Lesson 3 of 6·11 min read

Agent Communication & State

When multiple agents collaborate, communication becomes the biggest challenge. How do agents pass data? Where is shared state stored? How are conflicts resolved? This chapter covers the proven patterns for n8n multi-agent systems.

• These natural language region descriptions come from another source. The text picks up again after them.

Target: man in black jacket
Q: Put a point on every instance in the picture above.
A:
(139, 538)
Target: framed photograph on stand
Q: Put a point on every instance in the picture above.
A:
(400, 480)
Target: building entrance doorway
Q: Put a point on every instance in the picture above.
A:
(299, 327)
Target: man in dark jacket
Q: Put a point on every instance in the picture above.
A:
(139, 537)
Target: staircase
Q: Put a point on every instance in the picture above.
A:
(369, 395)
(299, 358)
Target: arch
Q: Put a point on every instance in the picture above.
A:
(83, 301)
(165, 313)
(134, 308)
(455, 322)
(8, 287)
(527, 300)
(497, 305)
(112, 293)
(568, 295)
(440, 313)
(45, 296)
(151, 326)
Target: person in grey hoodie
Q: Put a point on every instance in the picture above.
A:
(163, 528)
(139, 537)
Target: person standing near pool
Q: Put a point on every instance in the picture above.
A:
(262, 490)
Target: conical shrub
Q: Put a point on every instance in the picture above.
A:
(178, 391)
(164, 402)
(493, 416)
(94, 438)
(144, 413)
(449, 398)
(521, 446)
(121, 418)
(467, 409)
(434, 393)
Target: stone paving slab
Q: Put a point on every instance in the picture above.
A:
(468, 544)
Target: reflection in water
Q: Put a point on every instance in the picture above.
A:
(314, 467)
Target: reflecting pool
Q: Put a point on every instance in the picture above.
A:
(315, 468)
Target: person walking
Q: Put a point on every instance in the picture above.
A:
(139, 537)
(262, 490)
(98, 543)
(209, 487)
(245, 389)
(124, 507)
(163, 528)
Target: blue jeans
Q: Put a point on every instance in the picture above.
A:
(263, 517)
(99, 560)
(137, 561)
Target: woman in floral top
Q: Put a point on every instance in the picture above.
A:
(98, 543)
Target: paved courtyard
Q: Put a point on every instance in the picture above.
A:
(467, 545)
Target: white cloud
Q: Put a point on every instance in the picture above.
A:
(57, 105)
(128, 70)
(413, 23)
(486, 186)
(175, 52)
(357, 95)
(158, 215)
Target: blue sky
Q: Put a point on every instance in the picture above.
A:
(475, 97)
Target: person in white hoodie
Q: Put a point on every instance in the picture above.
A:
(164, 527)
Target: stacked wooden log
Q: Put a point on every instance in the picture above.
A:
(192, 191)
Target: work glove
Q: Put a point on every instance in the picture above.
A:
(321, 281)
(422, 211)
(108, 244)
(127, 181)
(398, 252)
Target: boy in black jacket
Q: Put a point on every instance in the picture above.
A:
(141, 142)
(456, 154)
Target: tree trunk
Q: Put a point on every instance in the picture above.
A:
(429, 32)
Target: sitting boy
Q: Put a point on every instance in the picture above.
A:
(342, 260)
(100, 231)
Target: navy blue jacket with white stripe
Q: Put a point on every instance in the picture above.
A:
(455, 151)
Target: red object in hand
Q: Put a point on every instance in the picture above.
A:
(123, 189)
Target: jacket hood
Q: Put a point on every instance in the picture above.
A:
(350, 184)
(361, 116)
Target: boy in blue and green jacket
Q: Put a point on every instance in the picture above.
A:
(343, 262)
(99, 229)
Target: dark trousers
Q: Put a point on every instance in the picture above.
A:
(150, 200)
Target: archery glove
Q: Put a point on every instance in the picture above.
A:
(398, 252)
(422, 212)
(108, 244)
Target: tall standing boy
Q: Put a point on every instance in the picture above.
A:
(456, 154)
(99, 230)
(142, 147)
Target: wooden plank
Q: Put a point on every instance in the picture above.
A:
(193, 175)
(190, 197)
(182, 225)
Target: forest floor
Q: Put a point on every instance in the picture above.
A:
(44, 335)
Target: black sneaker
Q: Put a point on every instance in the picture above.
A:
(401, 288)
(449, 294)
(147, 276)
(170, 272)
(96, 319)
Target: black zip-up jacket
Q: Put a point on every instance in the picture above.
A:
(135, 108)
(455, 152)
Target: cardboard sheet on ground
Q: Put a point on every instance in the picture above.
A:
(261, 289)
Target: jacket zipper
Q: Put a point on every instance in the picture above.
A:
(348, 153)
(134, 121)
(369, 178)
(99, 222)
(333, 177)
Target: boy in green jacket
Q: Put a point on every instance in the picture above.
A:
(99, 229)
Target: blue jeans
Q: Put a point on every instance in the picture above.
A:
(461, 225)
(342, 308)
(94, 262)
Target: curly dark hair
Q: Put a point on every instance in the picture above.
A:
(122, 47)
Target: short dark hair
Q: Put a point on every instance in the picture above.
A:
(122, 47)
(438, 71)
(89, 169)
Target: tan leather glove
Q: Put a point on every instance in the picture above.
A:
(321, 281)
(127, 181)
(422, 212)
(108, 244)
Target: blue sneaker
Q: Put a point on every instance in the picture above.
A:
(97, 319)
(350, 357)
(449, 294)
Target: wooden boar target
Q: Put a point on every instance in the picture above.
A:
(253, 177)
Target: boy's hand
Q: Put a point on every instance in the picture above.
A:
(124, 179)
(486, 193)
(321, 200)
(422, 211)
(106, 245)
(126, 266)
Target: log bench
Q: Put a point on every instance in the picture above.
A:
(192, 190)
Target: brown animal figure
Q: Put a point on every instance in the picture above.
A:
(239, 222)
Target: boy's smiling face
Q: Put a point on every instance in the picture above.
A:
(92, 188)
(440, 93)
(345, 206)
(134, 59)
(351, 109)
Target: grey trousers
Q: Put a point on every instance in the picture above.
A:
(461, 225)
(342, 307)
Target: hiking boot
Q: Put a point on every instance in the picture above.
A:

Message Passing Between Sub-Workflows

Direct Message Passing

The simplest approach: The orchestrator passes data as parameters to sub-workflows.

{
  "execute_workflow": {
    "workflowId": "researcher-agent",
    "input": {
      "task": "Research current trends in Edge AI",
      "context": { "previous_findings": [], "iteration": 1 },
      "config": { "max_sources": 5, "language": "en" }
    }
  }
}

Message Queue Pattern

For more complex systems, use a message queue between agents:

Producer Agent → Redis Queue → Consumer Agent
                    ↓
              Dead Letter Queue (on errors)
PatternAdvantagesDisadvantages
DirectSimple, synchronous, immediate resultsNo decoupling, blocking
QueueDecoupled, scalable, retry-capableMore complex, eventual consistency
Pub/SubMultiple consumers, event-drivenOrder not guaranteed

Shared Databases for Persistent State

For state that must persist beyond individual executions, use a database:

Schema Design for Multi-Agent State

CREATE TABLE agent_sessions (
  id UUID PRIMARY KEY DEFAULT gen_random_uuid(),
  pipeline_id UUID NOT NULL,
  agent_name TEXT NOT NULL,
  status TEXT DEFAULT 'pending', -- pending, running, completed, failed
  input_data JSONB,
  output_data JSONB,
  started_at TIMESTAMPTZ,
  completed_at TIMESTAMPTZ,
  error_message TEXT
);

CREATE TABLE agent_state (
  pipeline_id UUID NOT NULL,
  key TEXT NOT NULL,
  value JSONB NOT NULL,
  updated_by TEXT NOT NULL,
  updated_at TIMESTAMPTZ DEFAULT now(),
  PRIMARY KEY (pipeline_id, key)
);

State Access in n8n

-- Researcher writes results
INSERT INTO agent_state (pipeline_id, key, value, updated_by)
VALUES ($1, 'research_findings', $2::jsonb, 'researcher')
ON CONFLICT (pipeline_id, key) DO UPDATE SET value = $2::jsonb, updated_by = 'researcher';

-- Writer reads results
SELECT value FROM agent_state
WHERE pipeline_id = $1 AND key = 'research_findings';

Redis for Real-Time State

For fast, ephemeral state between agents, Redis is ideal:

Use CaseRedis StructureTTL
Agent statusHash: pipeline:{id}:status1 hour
Intermediate resultsString: pipeline:{id}:agent:{name}:result30 min
LocksString: pipeline:{id}:lock:{resource}60 sec
CountersIncr: pipeline:{id}:iteration1 hour

Distributed Locking

When multiple agents access the same resource, avoid race conditions with Redis locks:

SET pipeline:abc:lock:database LOCKED NX EX 60
-- NX = only set if not exists
-- EX 60 = auto-release after 60 seconds

Conflict Resolution

What happens when two agents deliver contradictory results?

Strategies

  1. Last Writer Wins: Simple but risky — the last agent overwrites
  2. Voting: Multiple agents evaluate, majority wins
  3. Orchestrator Decision: The orchestrator chooses based on confidence scores
  4. Human-in-the-Loop: At low confidence, a human is involved

Voting Example in n8n

{
  "function": "const results = items.map(i => i.json);\nconst approved = results.filter(r => r.decision === 'APPROVE').length;\nconst total = results.length;\nreturn [{ json: { decision: approved > total/2 ? 'APPROVE' : 'REVISE', votes: { approved, total } } }];"
}

Practical tip: Start with direct message passing and PostgreSQL for state. Only add Redis when you need real-time coordination (e.g., parallel agents reading/writing the same state). For 90% of use cases, the simple variant is sufficient.